In its request for rehearing, VLSI argues that by focusing on the general inapplicability of the Fintiv factors to OpenSky’s petition, PTAB “failed to weigh the overarching interests of fairness to the parties and the integrity of the patent system.” Intel, for its part, undoubtedly feels that PTAB’s previous denials of its own IPR petitions on the basis of the vague and discretionary Fintiv grounds likewise failed to weigh the overarching interest of fairness to the parties and the integrity of the patent system. After all, Intel was denied the opportunity to have the 759 Patent reviewed by a panel of three experienced and specially qualified Administrative Patent Judges, as intended by the U.S. Congress. That result could reasonably be argued as equivalent to driving a wooden stake through the heart of any conceivable patent system “integrity.”

VLSI’s second question is far more mundane and of far less importance. OpenSky’s petition, including all of its exhibits and its associated expert declaration, were copied verbatim from Intel’s previously denied proceeding. OpenSky paid the same technical expert initially engaged by Intel to serve as OpenSky’s expert, thus ensuring that OpenSky could provide that expert for a deposition in the event VLSI chooses to interrogate and cross-examine the expert. VLSI’s question reflects an apparent lack of awareness that this happens all the time and is, in fact, a common feature of current PTAB legal practice. In the typical situation, PTAB institutes an IPR trial on the first petition filed by an accused infringer, the parties then settle their dispute, and the IPR is then terminated by PTAB. One or more subsequently accused infringers will “hire” the same technical expert, change the title page of the expert’s report to reflect the new petitioner, and re-file an otherwise exact copy of the set of papers previously filed and which already resulted in institution of an IPR trial of the relevant patent. Once PTAB institutes IPR in the first-filed (but later terminated) proceeding, it is hard-pressed to deny institution in response to any subsequently filed identical petitions. This issue is hardly important at all, let alone being of “exceptional importance.”

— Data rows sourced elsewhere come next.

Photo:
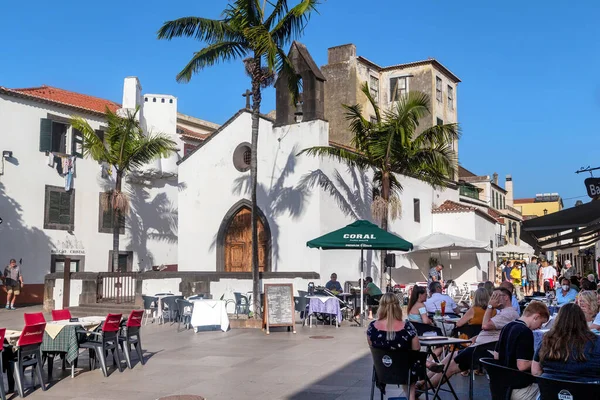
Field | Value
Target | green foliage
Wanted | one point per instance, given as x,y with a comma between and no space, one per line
244,32
125,147
392,145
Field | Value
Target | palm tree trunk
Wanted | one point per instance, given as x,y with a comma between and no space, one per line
256,99
116,223
385,195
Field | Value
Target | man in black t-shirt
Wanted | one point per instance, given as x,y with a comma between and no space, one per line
515,346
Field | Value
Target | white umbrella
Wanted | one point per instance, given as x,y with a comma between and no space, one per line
524,248
439,242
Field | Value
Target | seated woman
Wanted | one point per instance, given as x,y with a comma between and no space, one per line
474,316
416,306
569,351
389,331
588,302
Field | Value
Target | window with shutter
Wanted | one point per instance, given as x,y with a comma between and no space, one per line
77,143
45,134
105,216
59,212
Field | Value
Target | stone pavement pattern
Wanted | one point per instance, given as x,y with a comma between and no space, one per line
237,365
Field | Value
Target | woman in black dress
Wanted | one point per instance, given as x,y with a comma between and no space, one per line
389,331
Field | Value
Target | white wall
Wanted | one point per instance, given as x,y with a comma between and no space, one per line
152,227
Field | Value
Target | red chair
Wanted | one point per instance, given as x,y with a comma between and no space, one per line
34,318
131,336
59,315
2,391
105,340
29,354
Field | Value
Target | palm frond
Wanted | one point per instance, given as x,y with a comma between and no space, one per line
286,70
318,177
279,10
291,25
211,55
350,158
202,29
148,148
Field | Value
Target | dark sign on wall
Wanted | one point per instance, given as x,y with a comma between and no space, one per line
592,185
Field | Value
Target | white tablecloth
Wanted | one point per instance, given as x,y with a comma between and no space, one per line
210,313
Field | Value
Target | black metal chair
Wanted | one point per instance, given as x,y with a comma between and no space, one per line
301,305
150,304
504,379
481,351
184,309
395,367
560,389
130,336
242,304
106,340
29,354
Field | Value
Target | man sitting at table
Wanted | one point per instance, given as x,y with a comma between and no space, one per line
333,285
434,303
565,294
490,331
515,347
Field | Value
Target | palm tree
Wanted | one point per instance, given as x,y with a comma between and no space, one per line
390,145
125,148
245,32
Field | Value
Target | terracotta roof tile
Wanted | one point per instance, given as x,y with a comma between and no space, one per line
185,132
524,201
67,97
452,206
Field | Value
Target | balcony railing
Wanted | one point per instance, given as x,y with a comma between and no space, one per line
469,191
501,240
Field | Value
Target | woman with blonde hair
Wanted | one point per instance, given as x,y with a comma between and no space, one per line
569,351
588,302
474,316
389,331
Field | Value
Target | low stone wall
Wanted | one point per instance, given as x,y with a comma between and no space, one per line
84,285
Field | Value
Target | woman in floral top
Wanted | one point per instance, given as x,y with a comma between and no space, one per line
389,331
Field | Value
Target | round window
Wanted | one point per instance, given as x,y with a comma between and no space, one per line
242,156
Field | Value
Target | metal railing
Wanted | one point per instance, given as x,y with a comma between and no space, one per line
116,287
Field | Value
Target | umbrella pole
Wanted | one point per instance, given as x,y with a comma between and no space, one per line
362,284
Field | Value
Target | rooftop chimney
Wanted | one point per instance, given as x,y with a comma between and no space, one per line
509,191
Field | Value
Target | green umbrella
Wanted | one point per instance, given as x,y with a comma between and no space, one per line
360,235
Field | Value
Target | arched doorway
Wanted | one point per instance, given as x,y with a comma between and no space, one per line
235,241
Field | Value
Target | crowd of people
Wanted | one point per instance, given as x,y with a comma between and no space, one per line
570,346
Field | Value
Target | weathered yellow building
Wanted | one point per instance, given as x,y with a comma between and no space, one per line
540,205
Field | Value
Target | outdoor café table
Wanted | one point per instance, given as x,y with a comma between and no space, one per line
209,313
435,341
61,337
324,305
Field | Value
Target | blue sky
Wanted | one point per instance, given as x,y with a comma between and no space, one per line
528,103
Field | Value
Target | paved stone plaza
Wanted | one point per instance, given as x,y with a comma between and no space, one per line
239,364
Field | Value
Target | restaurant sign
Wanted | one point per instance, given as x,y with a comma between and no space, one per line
592,185
68,252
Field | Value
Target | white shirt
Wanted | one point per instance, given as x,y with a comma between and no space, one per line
434,303
548,272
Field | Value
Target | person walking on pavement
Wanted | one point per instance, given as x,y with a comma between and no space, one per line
13,280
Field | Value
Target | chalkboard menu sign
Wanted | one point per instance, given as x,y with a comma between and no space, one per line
279,307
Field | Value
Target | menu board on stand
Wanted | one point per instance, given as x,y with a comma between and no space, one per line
279,309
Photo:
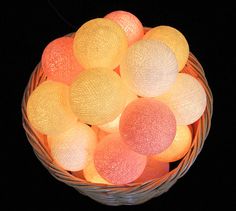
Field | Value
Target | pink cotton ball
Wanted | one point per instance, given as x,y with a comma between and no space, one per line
154,169
116,163
147,126
129,23
58,61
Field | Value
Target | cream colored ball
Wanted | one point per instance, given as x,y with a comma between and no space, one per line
113,126
149,68
186,98
174,39
97,96
73,149
48,108
100,43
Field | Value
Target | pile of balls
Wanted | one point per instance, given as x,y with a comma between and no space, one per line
115,106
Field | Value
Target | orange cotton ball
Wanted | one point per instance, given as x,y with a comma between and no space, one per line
97,96
91,174
147,126
129,23
174,39
48,108
100,43
58,61
179,146
154,169
116,163
186,98
73,149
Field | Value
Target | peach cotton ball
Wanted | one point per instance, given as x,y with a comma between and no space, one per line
186,98
174,39
116,163
179,146
147,126
97,96
73,148
149,68
91,174
100,42
113,126
48,108
129,23
58,61
154,169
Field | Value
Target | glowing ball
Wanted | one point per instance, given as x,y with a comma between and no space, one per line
58,61
154,169
179,146
113,126
48,108
149,68
91,174
174,40
99,133
116,163
78,174
97,96
186,98
129,23
147,126
73,148
100,43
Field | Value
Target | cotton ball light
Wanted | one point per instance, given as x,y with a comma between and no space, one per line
147,126
113,126
91,174
99,133
174,39
129,23
100,43
149,68
186,98
179,146
73,149
58,61
97,96
48,108
78,174
154,169
116,163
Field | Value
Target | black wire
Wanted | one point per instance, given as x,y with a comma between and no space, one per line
61,16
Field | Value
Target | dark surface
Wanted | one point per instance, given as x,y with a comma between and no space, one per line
28,27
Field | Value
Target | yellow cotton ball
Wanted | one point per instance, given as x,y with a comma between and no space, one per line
174,39
149,68
179,146
97,96
100,43
91,174
186,98
73,149
48,108
113,126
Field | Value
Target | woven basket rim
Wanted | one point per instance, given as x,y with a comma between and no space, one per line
160,185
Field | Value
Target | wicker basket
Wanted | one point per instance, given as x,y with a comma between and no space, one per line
133,193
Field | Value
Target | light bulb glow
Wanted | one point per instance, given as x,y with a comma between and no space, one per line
100,43
174,39
149,68
48,108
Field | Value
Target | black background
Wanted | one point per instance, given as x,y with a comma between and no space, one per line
27,27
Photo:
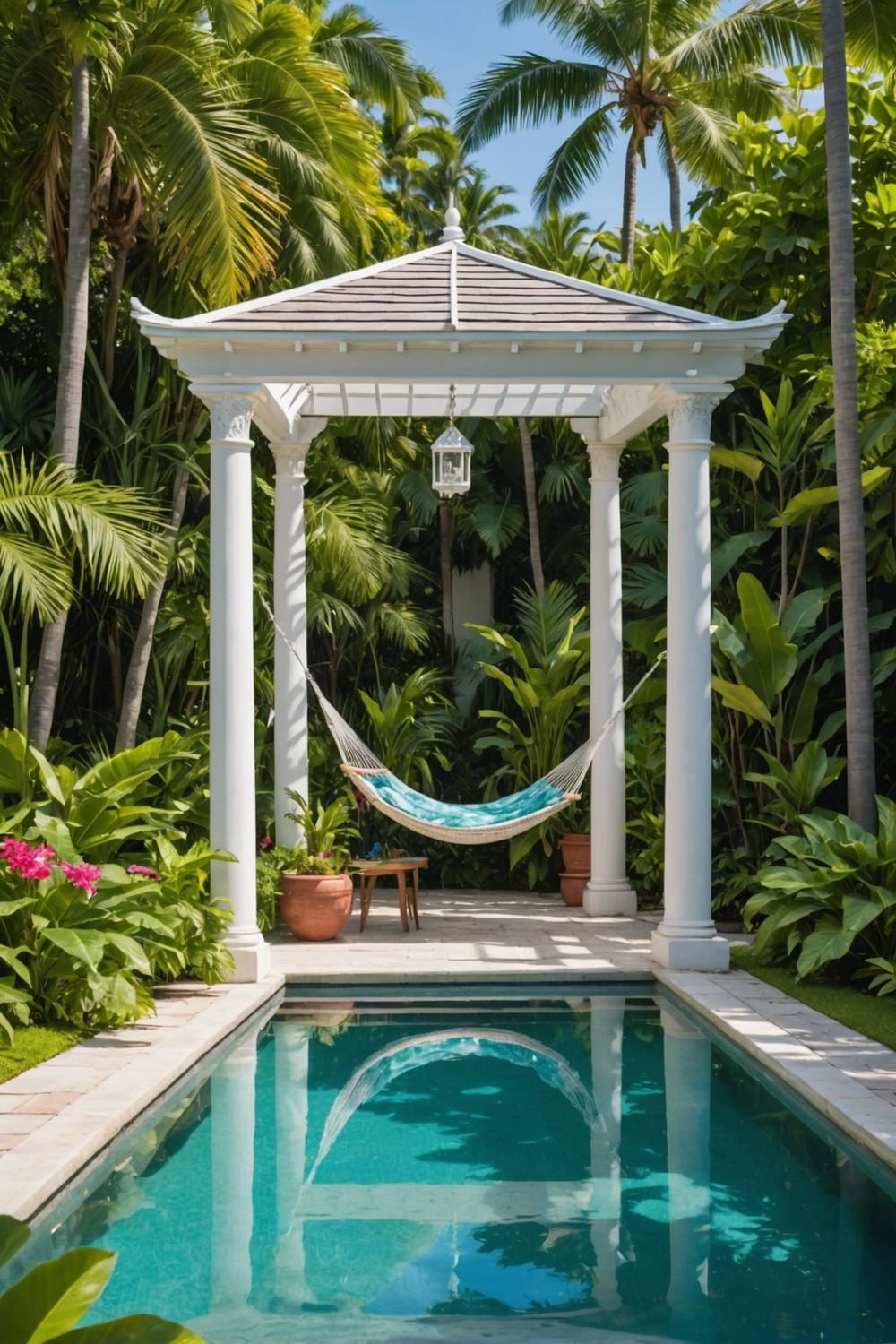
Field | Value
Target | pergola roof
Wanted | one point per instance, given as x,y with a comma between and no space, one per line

In essence, VLSI has already once benefitted from the Fintiv factors employed by PTAB despite those factors being found nowhere in the AIA, and the factors being seemingly contrary to the interests of “patent system integrity” and fairness to the petitioner, as well, as many have argued (without success, to date). In VLSI’s view, PTAB should now, through its POP review mechanism, establish additional non-statutory restrictions on who can and cannot file petitions for IPR, to VLSI’s further advantage and benefit. 

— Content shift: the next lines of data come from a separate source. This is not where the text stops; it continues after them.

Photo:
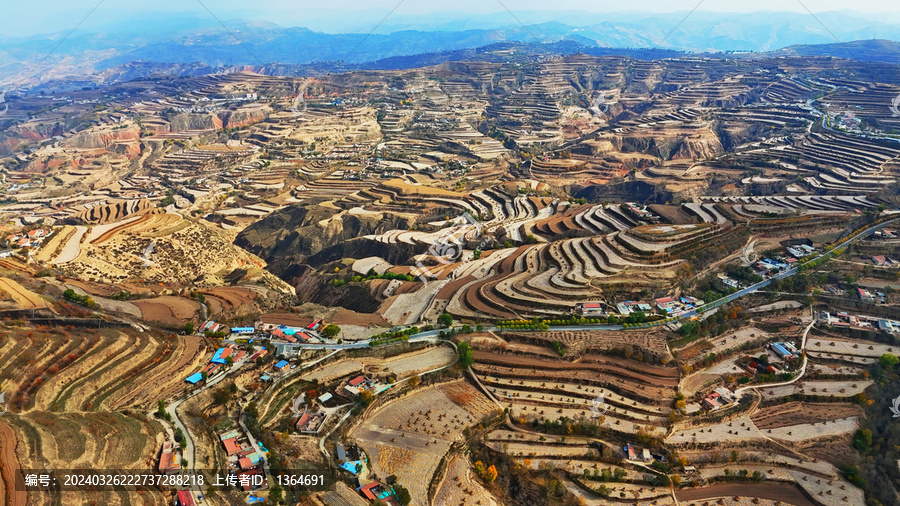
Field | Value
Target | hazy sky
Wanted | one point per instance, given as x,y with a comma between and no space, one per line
24,18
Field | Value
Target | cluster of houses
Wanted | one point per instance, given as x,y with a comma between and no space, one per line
311,422
718,398
868,296
844,319
632,454
220,358
245,460
30,239
169,458
350,459
669,306
360,384
784,351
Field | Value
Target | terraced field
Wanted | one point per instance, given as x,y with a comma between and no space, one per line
82,398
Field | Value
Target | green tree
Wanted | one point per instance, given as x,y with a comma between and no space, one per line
275,494
402,494
888,361
445,319
465,355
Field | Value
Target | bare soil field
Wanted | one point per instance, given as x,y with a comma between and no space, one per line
577,341
289,319
783,492
794,413
168,310
348,317
416,362
648,374
408,436
23,297
49,248
461,488
72,247
8,466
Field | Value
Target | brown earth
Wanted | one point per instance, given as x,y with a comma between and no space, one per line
8,466
794,413
23,297
784,492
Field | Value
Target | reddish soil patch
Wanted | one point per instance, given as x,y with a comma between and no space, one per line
784,492
289,319
168,310
661,376
233,297
103,290
673,214
8,466
348,317
452,287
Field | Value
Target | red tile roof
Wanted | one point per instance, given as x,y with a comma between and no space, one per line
231,446
185,498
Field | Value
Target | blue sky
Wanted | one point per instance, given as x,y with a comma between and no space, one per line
24,19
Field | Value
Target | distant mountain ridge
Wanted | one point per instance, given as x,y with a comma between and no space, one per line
195,45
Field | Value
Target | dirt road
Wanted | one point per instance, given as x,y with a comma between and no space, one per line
783,492
8,466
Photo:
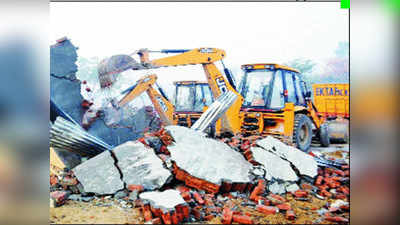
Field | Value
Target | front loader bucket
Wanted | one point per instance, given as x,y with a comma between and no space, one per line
339,131
110,67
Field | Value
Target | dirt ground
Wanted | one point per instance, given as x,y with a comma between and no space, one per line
75,212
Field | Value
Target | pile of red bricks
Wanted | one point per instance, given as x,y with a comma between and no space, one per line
333,183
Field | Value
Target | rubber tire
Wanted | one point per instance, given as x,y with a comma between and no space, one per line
301,120
323,134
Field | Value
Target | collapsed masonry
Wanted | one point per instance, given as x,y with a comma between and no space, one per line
178,174
200,162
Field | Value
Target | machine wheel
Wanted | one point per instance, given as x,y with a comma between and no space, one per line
323,134
302,132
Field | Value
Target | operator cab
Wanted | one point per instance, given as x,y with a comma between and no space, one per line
269,86
192,96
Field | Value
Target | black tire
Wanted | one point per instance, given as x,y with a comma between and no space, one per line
302,132
323,134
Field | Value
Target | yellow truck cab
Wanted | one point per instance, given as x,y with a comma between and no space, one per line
190,99
277,102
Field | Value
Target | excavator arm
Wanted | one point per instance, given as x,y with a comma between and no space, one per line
217,82
162,106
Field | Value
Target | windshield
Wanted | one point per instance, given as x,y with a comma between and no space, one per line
184,98
256,87
203,97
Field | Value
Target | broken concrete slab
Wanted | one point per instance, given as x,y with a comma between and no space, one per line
140,165
275,167
99,175
305,163
166,200
206,158
276,187
291,187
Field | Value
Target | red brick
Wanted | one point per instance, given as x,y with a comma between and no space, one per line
242,219
210,187
258,190
278,197
344,167
209,217
180,174
156,221
182,188
268,210
340,196
318,181
147,212
186,196
193,182
53,180
166,217
290,215
306,186
226,186
133,187
157,212
174,217
337,219
339,172
197,213
345,207
184,210
285,206
227,216
300,193
198,198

A patent owner who has benefitted from a so-called Fintiv denial of a litigation adversary’s IPR petition has now complained that institution of an IPR based on the merits of an identical petition filed by a stranger to the litigation – to whose petition the Fintiv factors simply do not apply -- somehow violates public policy regarding the American patent system. PTAB mischief begets more PTAB mischief, and no one should be surprised.

 

 

[1] For additional information on PTAB’s use of the Fintiv factors, see previous OBWB Monthly Insights articles: Are PTAB's Discretionary Factors for Denying Institution of IPR Legal? (https://www.obwbip.com/newsletter/are-ptabs-discretionary-factors-for-denying-institution-of-ipr-legal), U.S. Congress May Curtail PTAB's IPR Institution Discretion (https://www.obwbip.com/newsletter/us-congress-may-curtail-ptabs-ipr-institution-discretion), and PTAB Discretionary Denials Survive For Now: The Latest NHK/Fintiv Attack Ruling (https://www.obwbip.com/newsletter/ptab-discretionary-denials-survive-for-now-the-latest-nhkfintiv-attack-ruling).

[2] OpenSky Indus., LLC v. VLSI Tech. LLC, Case IPR2021-01064, Paper 3002 (Pat. Tr. App. Bd., Jan. 7, 2022).